NRW-Landeschef Daniel Bahr sagte: "Es muss eine Mannschaft gefunden werden, die für die FDP Vertrauen zurückgewinnt. Dazu ist ein offener Diskussionsprozess unter Führung von Westerwelle nötig." Bundesjustizministerin Sabine Leutheusser-Schnarrenberger unterstrich: "Entscheidend für die Partei ist, dass wir Glaubwürdigkeit zurückgewinnen." Der FDP-Europaabgeordnete Michael Theurer verlangte von Westerwelle eine Trennung von Parteivorsitz und Ministeramt. "Geschlossenheitsappelle reichen nicht mehr", sagte er.

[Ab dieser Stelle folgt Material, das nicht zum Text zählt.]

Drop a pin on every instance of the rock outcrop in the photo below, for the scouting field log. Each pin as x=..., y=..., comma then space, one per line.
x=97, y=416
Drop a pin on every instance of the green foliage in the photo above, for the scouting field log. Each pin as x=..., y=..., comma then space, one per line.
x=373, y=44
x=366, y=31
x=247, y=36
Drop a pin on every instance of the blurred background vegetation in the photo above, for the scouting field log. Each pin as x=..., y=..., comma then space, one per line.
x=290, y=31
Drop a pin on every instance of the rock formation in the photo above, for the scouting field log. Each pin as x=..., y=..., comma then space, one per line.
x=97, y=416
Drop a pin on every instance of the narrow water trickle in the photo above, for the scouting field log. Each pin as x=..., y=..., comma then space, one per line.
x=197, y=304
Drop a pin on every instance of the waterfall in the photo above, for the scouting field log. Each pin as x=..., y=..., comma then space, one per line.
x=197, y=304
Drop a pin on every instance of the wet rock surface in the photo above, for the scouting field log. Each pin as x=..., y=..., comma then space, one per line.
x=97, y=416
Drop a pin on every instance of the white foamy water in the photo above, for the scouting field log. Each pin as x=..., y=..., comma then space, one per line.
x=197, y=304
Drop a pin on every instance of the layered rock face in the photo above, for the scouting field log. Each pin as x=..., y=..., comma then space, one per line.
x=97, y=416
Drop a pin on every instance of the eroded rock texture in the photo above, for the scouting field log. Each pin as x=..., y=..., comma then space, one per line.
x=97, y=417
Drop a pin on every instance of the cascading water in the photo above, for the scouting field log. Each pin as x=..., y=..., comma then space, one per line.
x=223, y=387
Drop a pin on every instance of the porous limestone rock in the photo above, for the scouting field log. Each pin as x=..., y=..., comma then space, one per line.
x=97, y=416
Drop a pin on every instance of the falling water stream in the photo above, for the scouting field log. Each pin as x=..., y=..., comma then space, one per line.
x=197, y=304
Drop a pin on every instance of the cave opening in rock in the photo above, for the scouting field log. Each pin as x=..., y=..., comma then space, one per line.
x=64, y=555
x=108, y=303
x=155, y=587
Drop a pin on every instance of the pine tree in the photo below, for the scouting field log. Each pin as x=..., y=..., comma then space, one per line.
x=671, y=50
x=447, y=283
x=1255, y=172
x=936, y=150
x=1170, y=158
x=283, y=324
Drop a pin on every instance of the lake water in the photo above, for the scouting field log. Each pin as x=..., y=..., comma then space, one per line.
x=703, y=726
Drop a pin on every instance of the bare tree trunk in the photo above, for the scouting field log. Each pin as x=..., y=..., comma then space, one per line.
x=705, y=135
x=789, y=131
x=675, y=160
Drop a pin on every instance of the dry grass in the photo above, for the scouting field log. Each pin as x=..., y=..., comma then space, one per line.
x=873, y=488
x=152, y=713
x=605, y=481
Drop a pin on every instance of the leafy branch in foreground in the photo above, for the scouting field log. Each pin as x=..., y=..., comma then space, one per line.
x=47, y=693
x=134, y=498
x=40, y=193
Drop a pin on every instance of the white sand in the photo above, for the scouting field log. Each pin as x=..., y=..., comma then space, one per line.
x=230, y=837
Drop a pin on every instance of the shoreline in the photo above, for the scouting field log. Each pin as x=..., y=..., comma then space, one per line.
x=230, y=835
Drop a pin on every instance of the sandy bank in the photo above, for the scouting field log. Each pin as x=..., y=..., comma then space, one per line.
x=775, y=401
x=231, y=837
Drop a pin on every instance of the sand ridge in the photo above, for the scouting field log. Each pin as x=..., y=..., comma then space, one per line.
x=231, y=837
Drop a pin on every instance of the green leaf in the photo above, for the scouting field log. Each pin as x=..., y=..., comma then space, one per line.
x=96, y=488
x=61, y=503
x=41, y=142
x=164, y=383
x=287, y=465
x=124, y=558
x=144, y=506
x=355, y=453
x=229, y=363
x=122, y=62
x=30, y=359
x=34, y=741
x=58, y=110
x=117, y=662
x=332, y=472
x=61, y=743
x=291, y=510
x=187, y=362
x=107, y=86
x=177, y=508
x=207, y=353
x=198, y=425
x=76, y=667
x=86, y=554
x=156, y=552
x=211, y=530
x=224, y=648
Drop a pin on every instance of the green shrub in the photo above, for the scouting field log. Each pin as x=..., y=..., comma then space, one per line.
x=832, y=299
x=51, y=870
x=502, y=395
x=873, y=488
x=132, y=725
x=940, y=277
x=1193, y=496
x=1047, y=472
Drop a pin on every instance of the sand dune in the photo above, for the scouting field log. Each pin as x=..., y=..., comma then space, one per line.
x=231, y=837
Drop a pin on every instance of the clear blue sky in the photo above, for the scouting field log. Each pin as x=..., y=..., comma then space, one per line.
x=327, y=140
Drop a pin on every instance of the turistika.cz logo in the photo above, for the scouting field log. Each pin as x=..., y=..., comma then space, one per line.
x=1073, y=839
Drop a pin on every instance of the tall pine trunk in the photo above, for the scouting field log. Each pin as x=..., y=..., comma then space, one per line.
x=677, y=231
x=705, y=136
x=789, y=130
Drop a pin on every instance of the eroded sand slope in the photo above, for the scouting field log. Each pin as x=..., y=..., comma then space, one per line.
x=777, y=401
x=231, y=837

Der ehemalige FDP-Vorsitzende Wolfgang Gerhardt warnte seine Partei in einem dramatischen Appell vor einer Existenzkrise. "Wir stehen vor existenziellen Fragen über die Zukunft der Partei, des politischen Liberalismus und ein einfaches 'Weiter so' reicht nicht", heißt es in einer am Montag verbreiteten Erklärung. Der Vorsitzende der FDP-nahen Friedrich-Naumann-Stiftung forderte auch personelle Konsequenzen. "Notwendig ist eine gründliche Inventur unseres Angebotes in der Sache und in Personen." Ein solcher Schritt erfordere Mut, daran führe aber kein Weg vorbei.
Gerhardts dramatischer Appell
Geplant ist bislang, dass die FDP bei einem Spitzentreffen am 11. April über die wichtigsten Personalfragen entscheidet. Westerwelle hat sich bislang öffentlich nicht darauf festgelegt, ob er beim Parteitag wieder für das Vorsitzendenamt antreten wird. Der 49-Jährige steht bereits seit fast zehn Jahren an der Spitze der FDP. Seine Stellvertreter sind Brüderle sowie Andreas Pinkwart aus Nordrhein-Westfalen und Cornelia Pieper aus Sachsen-Anhalt. Pinkwart hat seinen Abschied schon verkündet.
In Baden-Württemberg war die bisherige Regierungspartei FDP nur noch mit Mühe wieder in den Landtag gekommen. Sie landete bei 5,3 Prozent und wird nun in der Opposition sitzen. In Rheinland-Pfalz scheiterte die Partei mit nur noch 4,2 Prozent klar an der Fünf-Prozent-Hürde. Damit wurde die FDP innerhalb einer Woche nach Sachsen-Anhalt bereits zum zweiten Mal aus einem Landesparlament gewählt.